Aspek yang terakhir atau yang juga menjadi aspek kelima dalam komunikasi interpersonal adalah aspek kesetaraan. Dalam berbagai situasi, terdapat perbedaan dalam macam hal misal kedudukan, bahasa, tingkat pendidikan dan lain-lain. Dalam komunikasi yang terjadi antara anak dan orang tua. Tentu saja orang tua memiliki tingkat kedudukan dan pengalaman yang lebih banyak ketimbang anak. Namun, ketidaksetaraan ini sangat perlu diimbangi agar tidak berjalan hanya komunikasi satu arah saja.
Kesetaraan dalam komunikasi sangat diperlukan dimana tidak ada membedakan atau mengkotak-kotakan status dalam keluarga atau antara anak dan pasangannya. Adanya kesetaraan dalam komunikasi interpersonal anak dan orang tua dapat menciptakan komunikasi yang efektif.

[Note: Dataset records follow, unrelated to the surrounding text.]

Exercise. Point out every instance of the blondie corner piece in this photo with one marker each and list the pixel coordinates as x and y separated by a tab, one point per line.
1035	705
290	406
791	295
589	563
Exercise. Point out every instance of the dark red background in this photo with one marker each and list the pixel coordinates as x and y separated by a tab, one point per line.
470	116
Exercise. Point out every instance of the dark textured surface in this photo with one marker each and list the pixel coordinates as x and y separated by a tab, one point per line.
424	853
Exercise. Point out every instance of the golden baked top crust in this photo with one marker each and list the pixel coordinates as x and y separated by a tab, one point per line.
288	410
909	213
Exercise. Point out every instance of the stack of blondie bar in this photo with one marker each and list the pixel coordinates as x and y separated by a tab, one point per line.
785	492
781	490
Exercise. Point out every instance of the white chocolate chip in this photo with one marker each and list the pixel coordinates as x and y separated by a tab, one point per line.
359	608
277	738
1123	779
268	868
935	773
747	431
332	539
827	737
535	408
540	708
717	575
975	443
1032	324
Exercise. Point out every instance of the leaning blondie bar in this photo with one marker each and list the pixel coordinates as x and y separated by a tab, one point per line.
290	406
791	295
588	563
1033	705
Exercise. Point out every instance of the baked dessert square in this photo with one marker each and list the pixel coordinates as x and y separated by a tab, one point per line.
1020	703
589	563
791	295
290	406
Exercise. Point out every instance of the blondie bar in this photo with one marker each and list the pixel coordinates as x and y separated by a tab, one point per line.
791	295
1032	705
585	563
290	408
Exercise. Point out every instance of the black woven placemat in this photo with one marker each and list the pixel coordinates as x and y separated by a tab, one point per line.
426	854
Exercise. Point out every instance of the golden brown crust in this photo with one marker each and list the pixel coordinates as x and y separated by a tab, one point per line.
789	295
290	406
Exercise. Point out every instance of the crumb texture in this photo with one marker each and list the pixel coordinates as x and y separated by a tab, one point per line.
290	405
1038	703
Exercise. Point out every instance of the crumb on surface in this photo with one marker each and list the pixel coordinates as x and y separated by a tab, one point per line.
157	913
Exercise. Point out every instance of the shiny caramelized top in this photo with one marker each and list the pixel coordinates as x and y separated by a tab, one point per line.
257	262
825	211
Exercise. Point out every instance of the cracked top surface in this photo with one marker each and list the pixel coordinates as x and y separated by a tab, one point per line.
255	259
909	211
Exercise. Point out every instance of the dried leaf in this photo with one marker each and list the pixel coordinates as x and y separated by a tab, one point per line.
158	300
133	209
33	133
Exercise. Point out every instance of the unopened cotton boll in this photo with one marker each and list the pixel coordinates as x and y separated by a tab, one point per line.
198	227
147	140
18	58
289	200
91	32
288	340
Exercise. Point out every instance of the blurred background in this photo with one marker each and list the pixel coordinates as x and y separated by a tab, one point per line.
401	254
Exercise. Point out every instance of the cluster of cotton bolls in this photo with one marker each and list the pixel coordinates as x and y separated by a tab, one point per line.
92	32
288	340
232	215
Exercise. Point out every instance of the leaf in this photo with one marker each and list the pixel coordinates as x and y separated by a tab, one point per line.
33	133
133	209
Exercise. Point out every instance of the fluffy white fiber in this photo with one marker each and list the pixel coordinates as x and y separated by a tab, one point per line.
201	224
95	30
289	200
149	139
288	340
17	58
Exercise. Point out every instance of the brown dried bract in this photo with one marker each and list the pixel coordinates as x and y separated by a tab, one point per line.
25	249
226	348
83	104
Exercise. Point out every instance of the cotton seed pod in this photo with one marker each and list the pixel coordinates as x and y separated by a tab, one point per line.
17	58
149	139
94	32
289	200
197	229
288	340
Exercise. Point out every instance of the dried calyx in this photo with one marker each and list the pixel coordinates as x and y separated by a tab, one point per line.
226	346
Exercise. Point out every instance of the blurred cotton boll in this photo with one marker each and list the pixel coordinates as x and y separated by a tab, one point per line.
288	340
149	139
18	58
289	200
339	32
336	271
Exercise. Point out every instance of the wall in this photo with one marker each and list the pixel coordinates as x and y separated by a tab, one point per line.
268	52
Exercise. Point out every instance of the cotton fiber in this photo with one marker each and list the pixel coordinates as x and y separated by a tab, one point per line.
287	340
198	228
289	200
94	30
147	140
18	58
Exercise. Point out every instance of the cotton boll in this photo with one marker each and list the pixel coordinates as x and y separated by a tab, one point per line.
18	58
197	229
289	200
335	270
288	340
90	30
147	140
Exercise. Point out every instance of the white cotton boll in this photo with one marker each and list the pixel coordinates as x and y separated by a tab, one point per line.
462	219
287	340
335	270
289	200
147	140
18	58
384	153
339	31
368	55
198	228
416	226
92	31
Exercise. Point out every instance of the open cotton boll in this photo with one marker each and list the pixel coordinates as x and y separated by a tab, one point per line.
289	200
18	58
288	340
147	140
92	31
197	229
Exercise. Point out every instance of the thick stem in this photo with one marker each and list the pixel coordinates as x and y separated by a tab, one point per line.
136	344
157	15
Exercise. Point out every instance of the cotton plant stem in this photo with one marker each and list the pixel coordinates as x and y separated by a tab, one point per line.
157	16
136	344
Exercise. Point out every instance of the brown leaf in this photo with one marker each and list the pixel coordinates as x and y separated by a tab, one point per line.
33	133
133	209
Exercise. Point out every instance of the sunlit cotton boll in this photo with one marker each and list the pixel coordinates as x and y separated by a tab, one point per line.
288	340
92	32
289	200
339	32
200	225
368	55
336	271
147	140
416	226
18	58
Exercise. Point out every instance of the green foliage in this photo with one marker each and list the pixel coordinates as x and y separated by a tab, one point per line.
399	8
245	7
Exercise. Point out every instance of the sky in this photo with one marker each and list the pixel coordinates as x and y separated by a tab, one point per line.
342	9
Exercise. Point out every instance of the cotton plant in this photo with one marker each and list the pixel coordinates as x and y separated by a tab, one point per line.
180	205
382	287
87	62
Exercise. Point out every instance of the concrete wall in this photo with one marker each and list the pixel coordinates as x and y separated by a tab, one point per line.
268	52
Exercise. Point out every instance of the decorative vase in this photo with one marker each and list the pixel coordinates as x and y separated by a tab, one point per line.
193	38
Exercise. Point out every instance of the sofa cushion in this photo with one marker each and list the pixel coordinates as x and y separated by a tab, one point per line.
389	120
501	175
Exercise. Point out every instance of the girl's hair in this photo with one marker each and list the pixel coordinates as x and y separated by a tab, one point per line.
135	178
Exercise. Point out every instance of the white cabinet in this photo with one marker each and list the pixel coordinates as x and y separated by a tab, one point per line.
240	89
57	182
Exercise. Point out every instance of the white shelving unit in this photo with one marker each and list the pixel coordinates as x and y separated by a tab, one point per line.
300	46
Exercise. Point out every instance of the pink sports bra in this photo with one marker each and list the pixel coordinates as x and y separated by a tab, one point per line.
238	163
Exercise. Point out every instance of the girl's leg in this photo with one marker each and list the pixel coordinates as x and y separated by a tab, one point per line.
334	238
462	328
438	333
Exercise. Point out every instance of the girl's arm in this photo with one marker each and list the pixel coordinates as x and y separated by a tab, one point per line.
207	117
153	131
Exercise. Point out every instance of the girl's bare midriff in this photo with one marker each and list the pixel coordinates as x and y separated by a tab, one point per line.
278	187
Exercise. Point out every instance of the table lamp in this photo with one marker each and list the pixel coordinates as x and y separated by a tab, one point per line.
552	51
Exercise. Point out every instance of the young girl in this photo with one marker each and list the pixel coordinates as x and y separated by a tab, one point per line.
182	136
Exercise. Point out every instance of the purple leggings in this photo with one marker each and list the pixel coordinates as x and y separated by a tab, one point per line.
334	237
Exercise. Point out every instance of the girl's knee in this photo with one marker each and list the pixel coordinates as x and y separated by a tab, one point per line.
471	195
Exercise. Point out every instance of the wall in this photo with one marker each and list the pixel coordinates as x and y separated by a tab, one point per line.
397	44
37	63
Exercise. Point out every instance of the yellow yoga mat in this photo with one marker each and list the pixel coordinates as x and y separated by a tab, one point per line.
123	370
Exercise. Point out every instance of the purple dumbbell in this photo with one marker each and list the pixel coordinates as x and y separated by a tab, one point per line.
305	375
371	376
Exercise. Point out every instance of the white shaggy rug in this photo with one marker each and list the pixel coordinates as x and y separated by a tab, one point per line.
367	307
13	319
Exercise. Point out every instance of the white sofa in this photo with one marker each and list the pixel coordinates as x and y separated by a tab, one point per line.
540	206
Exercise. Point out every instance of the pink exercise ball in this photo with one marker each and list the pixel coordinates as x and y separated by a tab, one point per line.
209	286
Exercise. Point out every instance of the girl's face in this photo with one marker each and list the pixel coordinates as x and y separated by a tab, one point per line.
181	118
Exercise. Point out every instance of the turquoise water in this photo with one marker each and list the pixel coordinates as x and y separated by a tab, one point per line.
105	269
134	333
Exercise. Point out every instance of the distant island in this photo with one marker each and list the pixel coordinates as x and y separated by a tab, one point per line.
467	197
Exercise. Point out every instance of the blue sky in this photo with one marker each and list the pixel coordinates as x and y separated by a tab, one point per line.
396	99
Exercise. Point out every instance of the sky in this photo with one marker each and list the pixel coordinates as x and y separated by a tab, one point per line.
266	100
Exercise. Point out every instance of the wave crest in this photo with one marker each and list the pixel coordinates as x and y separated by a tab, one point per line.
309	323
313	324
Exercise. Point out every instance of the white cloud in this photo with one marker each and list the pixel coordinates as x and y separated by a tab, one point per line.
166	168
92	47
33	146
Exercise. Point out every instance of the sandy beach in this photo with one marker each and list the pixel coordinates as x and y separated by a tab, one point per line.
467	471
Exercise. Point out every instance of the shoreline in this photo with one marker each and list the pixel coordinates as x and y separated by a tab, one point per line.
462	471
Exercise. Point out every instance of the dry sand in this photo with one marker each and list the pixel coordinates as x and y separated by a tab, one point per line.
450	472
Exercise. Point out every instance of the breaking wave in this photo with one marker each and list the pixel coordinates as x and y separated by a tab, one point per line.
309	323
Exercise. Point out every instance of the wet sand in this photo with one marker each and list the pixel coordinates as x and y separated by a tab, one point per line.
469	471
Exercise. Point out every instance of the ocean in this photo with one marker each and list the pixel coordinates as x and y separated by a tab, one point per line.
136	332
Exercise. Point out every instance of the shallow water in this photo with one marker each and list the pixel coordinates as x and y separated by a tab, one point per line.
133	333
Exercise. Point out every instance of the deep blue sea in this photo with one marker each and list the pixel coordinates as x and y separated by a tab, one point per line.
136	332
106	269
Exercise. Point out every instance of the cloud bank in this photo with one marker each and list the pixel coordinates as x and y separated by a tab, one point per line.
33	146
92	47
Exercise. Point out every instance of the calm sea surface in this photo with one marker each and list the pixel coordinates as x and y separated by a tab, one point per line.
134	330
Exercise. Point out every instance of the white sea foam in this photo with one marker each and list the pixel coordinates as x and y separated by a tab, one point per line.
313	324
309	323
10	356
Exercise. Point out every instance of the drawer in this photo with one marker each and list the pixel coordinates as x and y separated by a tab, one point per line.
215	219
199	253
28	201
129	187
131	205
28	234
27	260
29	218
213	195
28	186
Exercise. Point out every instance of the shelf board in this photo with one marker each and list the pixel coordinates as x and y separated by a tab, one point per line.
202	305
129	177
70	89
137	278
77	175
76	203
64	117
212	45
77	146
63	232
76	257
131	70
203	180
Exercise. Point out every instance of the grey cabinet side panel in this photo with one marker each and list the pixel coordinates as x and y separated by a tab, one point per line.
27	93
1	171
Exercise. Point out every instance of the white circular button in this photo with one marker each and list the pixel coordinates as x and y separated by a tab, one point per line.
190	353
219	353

Orang tua dan anak mengakui dalam diri masing-masing ketika menyangkut memilih pasangan mereka saling membutuhkan sehingga harus saling menghargai, memahami, menyanyangi dan menjaga satu sama lain
Peneliti menemukan bahwa orang tua telah menciptakan kesetaraan komunikasi seperti Ibu Nurhalimah yang mendengarkan seksama tanpa menyela bahkan tanpa ragu bertanya ketika Diki selaku anak menceritakan hal-hal yang dia alami guna memahami dengan secara utuh permasalahan anak termasuk cerita soal pasangan yang sehingga menghindari kekeliruan ketika memberi nasehat atau arahan bagaimana kedepannya anak mengambil langkah.
Dalam proses komunikasi anak dan orang tua dalam memilih pasangan kesetraan ini terlihat dalam proses komunikasi yang dua arah dilakukan oleh anak dengan orangtua. Selama berkomunikasi, anak dengan gamblang menceritakan tentang apa yang dialami juga mengenalkan yang dianggap calon pasangan. Walau awalnya terasa canggung. Sehingga terjadi komunikasi yang dialogis.
Subjek Soleh pun mengatakan bahwa ketika dalam memilih pasangan, nasehat dari orang tua dalam hal ini ibu mempengaruhi cara pandangnya dalam memilih pasangan. Hal ini menyimpulkan bahwa komunikasi interpersonal anak dan orang tua pasca perceraian memiliki peran penting bagi anak dalam memilih pasangan.
62
Kesetaraan juga ditujukkan oleh subjek penelitian Ibu Samira yang mendengarkan anaknya dengan seksama ketika bercerita tentang pasangannya tanpa menyela sampai selesai dan kalimat yang ilontarkan pun ketika berkomunikasi dengan anaknya tidak menunjukkan bahwa ibu Samira ssebagai orang tua memiliki status lebih tinggi. Ibu Samira memilih untuk membaur dengan anak agar anak merasa nyaman juga bercerita tanpa ada yang ditutupi atau dikurangi.
Menciptakan suasana komunikasi yang setara dan efekti antara orang tua dan anak.